Yesterday (23 November 2013), the Martin Disc Golf Club had its first one disc tournament. The disc chosen for this tournament was the Innova condor. My condor was a 168 gram disc. Just like my vintage, 186 gram, Lightning B-17 this disc was understable at high speeds. The condor is slightly larger than the B-17. The B-17 fits in my disc bag, the condor does not. The B-17 is fun to throw because it is slow and stately in the air. The condor is even slower and has more glide – the condor is simply a cool disc to watch in the air. The tournament was played in winds gusting up to 20 mph and the condors sometimes surprised us with how they reacted to the wind, but they are still fun to watch. The condor does not give me the same distance as my B-17, but it spends more time in the air. The beauty of a big disc floating towards the target is something that really should be experienced by all disc golfers.
Big discs are also easier to find. The flight pattern is less likely to bury itself in leaves and the larger size is simply easier to spot.

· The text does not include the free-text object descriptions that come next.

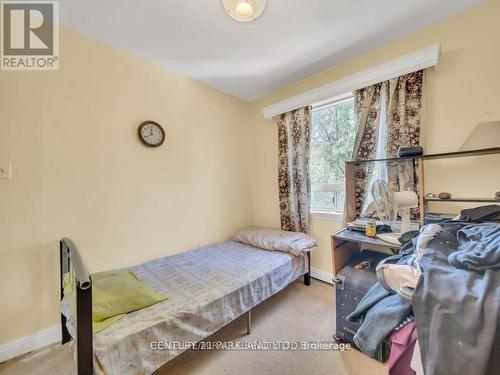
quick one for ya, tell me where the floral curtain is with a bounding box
[386,70,423,158]
[350,70,424,218]
[276,106,312,233]
[386,70,424,218]
[351,84,382,217]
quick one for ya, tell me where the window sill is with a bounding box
[310,210,343,222]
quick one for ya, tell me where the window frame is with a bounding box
[309,93,354,221]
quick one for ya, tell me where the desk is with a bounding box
[331,229,401,275]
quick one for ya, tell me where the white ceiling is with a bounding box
[60,0,486,101]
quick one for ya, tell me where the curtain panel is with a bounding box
[351,84,383,216]
[350,70,424,218]
[276,106,312,234]
[387,70,424,219]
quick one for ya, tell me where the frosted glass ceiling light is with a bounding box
[236,2,254,17]
[223,0,267,23]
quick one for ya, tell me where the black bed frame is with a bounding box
[59,238,311,375]
[60,238,93,375]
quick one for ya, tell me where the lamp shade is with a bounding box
[461,121,500,150]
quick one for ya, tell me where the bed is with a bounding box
[60,238,310,375]
[346,205,500,375]
[411,220,500,375]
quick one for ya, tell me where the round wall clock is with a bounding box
[138,121,165,147]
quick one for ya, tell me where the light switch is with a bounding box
[0,162,12,179]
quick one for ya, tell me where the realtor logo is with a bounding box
[1,1,59,70]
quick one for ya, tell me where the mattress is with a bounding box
[68,240,308,375]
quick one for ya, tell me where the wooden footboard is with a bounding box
[60,238,93,375]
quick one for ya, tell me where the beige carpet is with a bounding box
[0,280,387,375]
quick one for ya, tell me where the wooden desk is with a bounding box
[331,229,401,275]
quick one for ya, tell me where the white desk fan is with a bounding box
[371,180,418,245]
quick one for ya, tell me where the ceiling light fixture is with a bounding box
[236,2,254,17]
[222,0,267,23]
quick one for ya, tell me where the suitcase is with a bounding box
[333,250,389,349]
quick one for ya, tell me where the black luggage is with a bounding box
[333,250,389,348]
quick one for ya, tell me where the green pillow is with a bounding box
[63,269,167,333]
[91,270,167,332]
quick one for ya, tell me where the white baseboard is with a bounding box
[0,325,60,364]
[310,267,334,285]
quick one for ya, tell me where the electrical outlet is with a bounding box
[0,162,12,179]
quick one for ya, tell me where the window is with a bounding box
[310,96,356,216]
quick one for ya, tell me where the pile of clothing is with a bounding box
[347,205,500,375]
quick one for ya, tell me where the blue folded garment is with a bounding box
[448,223,500,271]
[347,248,415,361]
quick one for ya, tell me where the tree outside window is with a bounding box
[310,97,356,212]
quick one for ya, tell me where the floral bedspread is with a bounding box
[65,240,308,375]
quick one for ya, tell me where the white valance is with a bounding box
[262,43,440,119]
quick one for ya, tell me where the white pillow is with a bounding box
[232,226,317,256]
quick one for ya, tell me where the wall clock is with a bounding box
[138,121,165,147]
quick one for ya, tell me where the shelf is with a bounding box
[346,147,500,165]
[333,228,401,248]
[425,197,500,203]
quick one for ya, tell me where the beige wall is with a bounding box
[0,28,254,345]
[2,0,500,348]
[249,0,500,274]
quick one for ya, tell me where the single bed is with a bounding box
[60,238,310,375]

The larger size seems to change power transfer during throwing. I feel I am less likely to grip lock a larger disc.
The B-17 has been renamed the #2 roller. The condor also has a strong following as roller disc (bigger wheels = better distance). I do not like to throw rollers, and cannot vouch for this aspect of either disc.
A downside of the larger discs is they are not choice discs for throwing out of tight brush. It also seems that they have problems going into a standard basket because of their size. If part of your disc golf enjoyment comes from simply watching discs fly, add a condor or B-17 to your bag – you won’t regret it!

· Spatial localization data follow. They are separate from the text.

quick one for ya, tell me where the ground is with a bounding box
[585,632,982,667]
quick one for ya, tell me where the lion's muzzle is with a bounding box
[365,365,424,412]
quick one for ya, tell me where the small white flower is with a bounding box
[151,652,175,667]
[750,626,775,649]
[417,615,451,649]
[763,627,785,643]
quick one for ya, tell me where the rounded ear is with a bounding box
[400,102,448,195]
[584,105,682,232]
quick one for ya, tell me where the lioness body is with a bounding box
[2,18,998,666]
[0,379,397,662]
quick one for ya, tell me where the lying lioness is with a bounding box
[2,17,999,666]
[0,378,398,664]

We have all seen it, you throw your best drive ever and the guy you are playing with throws 50′ further and when you ask what disc he threw, the response is: “my aviar“. Even though I just had someone out distance me with their putter, I am thinking that maybe if I threw a faster disc I could get more distance. Test throws with a boss have shown me that high speed drivers meat hook into the ground after flying up to 100′ for me – while a fairway driver will give me 200′ pretty consistently.
In my campaign to lower my score, I could practice putting – but that is boring. Eliminating the bad approach shots seems like a good strategy, but it also takes an enormous amount of work. Obviously, the best way to take strokes off my game is to throw more holes-in-one (eliminating the weak putting and approach aspects of my game) – if I threw 4 or 5 holes-in-one on each round my scores would improve dramatically. Rather than go out to a field and practice my drives, I know that there is that perfect 14 speed driver that can be thrown with awful form and will seek the chains every time.
This is one reason why buying and trading discs is an important activity for all disc golfers. You could invest months of practice and not become better, but that one special disc could change your life and then you will be throwing with the pros.